We leap ahead three decades in the Glomeratas

We’re putting one collection, the historic markers, to bed here. May as well get up-to-date with another. So let’s sneak back over to the Glomerata bookshelf. (I have a big bookshelf.) The Glomerata is the yearbook for my alma mater. For reasons that escape me I’ve been collecting them. I have several. (Told ya, big bookshelf.) A little at a time, I’ve been uploading the covers as a section on the site. I’ve got two or three more to go just now.

Pictured below is the 1944 cover. If you click that cover you can check out today’s addition to the group, the 1945 Glomerata. The campus was about to grow rapidly. If the book came out that spring, the G.I. Bill would be signed that summer. And within the year the place would be crawling with veterans ready to put the war behind them and improve their career options with an education. As the campus would grow in the next few years to meet the new crowds of students, they had young men living in tents. Imagine that today.

Anyway, the 1920s and 1930s yearbooks had some great customized covers. And the first photographs on the cover appeared in the 1940s. If you click on 1944 below you’ll see just the second photo cover of the series.

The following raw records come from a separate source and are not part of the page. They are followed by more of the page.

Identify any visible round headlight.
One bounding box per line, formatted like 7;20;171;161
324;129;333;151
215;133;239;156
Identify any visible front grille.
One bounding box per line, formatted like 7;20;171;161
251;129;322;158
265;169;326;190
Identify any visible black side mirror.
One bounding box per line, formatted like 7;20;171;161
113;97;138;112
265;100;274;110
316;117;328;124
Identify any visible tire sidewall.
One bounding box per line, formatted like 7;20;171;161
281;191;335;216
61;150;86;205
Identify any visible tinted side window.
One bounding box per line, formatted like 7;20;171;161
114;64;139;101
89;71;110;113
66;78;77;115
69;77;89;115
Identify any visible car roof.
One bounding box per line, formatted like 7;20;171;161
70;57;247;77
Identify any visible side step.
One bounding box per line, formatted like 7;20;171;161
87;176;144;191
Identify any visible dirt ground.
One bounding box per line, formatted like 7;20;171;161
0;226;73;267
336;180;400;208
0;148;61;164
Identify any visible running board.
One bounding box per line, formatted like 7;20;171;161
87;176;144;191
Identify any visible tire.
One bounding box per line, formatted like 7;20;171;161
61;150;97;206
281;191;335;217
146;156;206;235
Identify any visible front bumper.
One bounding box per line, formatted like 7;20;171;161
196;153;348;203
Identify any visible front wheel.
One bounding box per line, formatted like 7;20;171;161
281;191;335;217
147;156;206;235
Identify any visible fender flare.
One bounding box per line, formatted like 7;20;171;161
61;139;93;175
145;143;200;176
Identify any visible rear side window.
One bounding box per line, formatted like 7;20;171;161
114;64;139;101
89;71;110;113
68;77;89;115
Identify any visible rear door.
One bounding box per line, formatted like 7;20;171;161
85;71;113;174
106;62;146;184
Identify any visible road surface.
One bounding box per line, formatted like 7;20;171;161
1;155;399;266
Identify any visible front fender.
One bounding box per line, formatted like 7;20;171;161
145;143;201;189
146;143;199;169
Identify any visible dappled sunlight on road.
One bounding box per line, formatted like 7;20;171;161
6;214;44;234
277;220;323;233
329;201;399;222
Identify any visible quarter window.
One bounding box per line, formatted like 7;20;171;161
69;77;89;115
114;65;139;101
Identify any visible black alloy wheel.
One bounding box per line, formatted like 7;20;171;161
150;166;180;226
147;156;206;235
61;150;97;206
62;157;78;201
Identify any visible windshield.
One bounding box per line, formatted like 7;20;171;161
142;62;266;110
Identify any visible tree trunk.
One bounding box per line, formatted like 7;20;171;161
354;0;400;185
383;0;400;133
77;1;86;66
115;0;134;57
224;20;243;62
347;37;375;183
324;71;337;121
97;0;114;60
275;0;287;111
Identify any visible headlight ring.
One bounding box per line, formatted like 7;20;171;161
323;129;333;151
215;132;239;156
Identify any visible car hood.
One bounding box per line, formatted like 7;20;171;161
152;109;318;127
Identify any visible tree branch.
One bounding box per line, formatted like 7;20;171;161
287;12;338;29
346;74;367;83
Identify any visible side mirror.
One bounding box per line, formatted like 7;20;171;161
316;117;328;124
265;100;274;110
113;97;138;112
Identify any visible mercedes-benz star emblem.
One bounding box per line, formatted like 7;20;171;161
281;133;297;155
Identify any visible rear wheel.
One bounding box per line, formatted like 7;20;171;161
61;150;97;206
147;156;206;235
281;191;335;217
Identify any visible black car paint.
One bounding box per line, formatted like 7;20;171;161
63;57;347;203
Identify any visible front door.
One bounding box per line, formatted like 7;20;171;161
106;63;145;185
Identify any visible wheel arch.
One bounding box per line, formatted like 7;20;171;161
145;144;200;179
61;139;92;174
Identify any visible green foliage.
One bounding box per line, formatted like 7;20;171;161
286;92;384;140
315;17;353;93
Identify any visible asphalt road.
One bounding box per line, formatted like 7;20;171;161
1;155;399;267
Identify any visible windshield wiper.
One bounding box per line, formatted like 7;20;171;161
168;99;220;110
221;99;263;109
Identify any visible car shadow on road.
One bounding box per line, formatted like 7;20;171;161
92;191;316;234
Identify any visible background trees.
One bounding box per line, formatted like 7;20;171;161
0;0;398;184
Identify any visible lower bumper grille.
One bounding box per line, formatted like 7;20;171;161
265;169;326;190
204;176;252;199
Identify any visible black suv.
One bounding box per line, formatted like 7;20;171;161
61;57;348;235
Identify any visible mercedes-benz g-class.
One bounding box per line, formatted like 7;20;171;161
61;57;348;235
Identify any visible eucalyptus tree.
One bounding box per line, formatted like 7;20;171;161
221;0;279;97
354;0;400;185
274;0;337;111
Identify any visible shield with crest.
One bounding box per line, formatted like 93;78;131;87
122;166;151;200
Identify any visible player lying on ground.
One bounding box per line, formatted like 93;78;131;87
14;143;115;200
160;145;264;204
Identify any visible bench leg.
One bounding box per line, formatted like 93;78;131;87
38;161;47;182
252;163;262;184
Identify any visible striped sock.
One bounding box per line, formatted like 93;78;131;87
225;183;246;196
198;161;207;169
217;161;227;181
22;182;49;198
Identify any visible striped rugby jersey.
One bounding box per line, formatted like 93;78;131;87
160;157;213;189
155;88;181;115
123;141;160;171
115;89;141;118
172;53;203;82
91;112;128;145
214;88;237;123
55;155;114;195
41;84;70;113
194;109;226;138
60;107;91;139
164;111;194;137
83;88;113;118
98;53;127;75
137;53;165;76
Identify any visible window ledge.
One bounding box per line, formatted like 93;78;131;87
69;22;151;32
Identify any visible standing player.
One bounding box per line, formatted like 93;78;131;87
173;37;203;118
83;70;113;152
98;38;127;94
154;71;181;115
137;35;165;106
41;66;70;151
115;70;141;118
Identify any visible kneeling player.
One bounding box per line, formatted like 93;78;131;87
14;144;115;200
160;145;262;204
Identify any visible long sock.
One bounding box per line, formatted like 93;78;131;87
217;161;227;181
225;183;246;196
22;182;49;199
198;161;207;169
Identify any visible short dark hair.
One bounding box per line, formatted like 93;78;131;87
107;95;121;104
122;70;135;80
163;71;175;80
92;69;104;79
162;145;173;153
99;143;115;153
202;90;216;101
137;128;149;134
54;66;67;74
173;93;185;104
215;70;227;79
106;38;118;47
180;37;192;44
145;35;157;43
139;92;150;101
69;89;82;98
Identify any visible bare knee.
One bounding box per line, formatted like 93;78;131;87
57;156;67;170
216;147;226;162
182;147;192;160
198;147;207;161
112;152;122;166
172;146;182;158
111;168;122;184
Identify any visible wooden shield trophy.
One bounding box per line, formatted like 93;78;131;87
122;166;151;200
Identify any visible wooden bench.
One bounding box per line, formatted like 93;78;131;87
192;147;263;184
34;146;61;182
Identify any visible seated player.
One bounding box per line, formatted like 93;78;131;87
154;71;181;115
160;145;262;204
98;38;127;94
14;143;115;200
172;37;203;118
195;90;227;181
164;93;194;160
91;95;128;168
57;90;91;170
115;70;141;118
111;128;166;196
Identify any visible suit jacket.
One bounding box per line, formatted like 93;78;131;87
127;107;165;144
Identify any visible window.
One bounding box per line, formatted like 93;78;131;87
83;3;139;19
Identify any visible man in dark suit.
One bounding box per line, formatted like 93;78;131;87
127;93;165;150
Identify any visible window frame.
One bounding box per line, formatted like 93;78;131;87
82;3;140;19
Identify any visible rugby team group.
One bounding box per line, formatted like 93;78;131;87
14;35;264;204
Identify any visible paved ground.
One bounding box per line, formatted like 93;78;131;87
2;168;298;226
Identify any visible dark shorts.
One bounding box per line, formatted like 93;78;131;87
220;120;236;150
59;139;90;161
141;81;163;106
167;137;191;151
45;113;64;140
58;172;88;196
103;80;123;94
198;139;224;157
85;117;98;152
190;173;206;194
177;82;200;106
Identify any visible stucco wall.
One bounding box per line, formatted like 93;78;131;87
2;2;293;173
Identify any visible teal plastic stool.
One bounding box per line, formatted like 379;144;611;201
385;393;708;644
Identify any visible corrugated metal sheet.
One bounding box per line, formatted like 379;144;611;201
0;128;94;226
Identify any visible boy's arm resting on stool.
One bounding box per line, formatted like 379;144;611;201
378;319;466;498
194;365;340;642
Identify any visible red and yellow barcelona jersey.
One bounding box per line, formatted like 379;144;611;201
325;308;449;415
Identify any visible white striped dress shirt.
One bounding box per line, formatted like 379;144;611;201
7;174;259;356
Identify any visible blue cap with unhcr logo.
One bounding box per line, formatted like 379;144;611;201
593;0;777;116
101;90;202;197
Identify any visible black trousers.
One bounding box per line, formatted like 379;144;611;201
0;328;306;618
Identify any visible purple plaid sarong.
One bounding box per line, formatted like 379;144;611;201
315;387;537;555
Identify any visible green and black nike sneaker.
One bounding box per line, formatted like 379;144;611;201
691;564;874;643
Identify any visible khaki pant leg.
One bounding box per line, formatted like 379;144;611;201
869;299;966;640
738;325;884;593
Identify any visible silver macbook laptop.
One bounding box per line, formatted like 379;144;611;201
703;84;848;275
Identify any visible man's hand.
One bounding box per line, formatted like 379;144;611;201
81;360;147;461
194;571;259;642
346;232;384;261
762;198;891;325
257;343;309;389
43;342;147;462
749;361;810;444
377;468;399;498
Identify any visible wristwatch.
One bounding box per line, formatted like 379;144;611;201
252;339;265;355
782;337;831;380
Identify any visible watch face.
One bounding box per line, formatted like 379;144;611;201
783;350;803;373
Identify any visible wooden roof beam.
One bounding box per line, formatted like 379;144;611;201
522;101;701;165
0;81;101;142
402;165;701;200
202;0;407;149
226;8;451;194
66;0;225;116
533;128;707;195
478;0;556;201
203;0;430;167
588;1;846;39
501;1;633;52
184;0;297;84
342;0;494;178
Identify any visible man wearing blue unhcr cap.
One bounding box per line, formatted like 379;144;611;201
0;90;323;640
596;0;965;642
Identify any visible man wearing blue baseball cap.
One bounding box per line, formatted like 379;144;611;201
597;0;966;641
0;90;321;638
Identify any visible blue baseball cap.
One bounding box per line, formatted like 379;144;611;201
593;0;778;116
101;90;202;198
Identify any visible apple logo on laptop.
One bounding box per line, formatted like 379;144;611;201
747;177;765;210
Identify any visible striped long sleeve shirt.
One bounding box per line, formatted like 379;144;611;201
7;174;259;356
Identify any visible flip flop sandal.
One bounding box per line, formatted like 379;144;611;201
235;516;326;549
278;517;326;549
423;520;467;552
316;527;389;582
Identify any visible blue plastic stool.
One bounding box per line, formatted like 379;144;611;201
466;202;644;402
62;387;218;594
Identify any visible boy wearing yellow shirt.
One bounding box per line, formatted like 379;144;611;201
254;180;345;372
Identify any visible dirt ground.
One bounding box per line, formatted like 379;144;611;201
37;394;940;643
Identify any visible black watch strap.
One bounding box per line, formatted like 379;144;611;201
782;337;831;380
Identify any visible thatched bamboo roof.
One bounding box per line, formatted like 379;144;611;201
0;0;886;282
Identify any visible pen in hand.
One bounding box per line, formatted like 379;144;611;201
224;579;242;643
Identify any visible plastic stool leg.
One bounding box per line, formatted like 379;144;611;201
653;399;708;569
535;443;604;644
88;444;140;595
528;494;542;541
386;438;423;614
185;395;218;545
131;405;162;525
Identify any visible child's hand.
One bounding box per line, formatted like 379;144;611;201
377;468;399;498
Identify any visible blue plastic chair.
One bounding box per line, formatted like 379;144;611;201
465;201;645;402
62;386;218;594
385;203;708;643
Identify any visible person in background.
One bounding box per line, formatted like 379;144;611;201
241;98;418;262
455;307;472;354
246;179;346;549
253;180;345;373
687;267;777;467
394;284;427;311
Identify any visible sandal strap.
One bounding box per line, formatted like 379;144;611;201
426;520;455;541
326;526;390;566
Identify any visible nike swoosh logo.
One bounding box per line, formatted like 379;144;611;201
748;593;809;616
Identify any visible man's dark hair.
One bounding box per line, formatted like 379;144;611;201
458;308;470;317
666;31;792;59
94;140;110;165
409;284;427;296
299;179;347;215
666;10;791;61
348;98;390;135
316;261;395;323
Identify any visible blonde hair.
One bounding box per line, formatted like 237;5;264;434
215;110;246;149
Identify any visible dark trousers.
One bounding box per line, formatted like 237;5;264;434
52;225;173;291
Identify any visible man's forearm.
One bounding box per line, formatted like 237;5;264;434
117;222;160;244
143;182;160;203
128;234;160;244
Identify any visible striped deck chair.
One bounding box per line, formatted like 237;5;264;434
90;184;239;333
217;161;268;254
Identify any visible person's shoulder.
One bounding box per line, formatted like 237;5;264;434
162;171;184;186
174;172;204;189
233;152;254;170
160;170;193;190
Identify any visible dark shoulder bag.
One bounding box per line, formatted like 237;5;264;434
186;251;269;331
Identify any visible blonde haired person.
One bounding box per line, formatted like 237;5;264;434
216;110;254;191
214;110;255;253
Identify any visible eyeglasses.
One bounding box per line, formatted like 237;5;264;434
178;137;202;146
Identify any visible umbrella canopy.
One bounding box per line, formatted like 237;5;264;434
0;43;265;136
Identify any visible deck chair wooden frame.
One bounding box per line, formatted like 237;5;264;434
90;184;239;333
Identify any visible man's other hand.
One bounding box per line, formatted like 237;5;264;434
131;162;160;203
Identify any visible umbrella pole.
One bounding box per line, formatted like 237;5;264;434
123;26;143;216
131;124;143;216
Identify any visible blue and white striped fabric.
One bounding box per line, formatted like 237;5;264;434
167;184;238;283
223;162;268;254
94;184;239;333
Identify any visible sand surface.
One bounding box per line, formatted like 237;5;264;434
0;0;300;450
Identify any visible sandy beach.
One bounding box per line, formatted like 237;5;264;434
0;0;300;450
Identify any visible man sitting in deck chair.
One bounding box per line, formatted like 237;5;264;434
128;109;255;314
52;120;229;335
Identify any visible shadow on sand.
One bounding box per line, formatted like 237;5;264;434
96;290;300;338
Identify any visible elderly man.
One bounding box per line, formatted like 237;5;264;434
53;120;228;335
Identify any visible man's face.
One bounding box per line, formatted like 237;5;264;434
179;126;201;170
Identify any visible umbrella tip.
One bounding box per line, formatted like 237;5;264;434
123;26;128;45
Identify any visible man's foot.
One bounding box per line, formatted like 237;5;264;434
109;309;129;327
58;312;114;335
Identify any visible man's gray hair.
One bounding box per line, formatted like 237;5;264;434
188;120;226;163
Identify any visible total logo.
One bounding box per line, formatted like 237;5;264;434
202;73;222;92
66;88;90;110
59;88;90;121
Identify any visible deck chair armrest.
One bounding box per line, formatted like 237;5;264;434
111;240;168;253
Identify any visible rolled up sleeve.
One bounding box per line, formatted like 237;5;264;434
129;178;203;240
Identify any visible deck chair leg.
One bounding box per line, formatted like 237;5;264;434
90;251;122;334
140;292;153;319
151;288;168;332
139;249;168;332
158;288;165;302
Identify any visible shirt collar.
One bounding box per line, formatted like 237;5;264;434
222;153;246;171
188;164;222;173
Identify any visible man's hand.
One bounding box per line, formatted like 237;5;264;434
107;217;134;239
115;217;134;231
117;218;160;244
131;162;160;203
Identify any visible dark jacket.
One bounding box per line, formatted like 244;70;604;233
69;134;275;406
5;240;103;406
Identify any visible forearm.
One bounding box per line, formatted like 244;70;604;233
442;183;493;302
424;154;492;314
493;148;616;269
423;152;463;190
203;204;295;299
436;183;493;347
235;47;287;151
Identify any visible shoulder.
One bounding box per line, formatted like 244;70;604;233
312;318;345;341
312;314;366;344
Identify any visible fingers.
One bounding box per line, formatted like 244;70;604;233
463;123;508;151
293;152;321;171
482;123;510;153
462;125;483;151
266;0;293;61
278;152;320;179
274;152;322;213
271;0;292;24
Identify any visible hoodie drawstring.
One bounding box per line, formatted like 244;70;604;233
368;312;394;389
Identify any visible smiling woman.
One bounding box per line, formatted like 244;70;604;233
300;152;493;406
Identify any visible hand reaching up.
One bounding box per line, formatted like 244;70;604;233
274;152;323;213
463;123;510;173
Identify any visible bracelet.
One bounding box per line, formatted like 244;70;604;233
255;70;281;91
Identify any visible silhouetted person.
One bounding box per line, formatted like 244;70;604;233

(These days they are all photograph covers and the books are just terribly formulaic. Yearbooks have lost a lot of personality in the last few years.)

See all my Gloms here.


23
May 16

Stuff we’ve been doing

Two roads diverged on a paved path and I — I took the one that went up.

Well it went up a little.

We were riding bikes, obviously:

This is in Columbus, on the Chattahoochee Riverwalk:

You are standing here on a bridge across the river. On your left is Alabama. On your right is Georgia. Not pictured are two guys, one on a kayak and another on a paddle board. I just assume they were the Georgia Coast Guard:

My biscuit and gravy from Plucked Up Chicken. I miss it already:

Now, as I’ve said here before, go get yourself some lightly breaded chicken and some spicy pineapple marmalade. Put it on a fresh biscuit:

There was a Game of Thrones party last night. There were costumes. Those are staying in the private collection — but the group managed a great beheading shot. Also, there were snacks:

A little more detail on Ned Stark’s head:

Baked goods are coming. Inside, he was a cupcake:

We went back to Columbus today for another bike ride (that’s about 150 miles in the last week) with Matt the former grad student. He’s getting married in the fall and continuing his studies in South Carolina.

We’ll get maybe another ride or two in with him before he goes, but no more Plucked Up, sadly.


20
May 16

Let’s ride bikes

A quick selfie before a ride around town …

We went out riding with one of her graduate students. I suppose he’s a former grad student now, having graduated and all that. He’s from Florida and he was not prepared for anything where his bike, which he’s dusting off and riding again after a good long while, pointed up. And we don’t have real hills here. But we had fun! And that’s the purpose of the bike. One of the points. I’m presently using it for at least three of its modern purposes.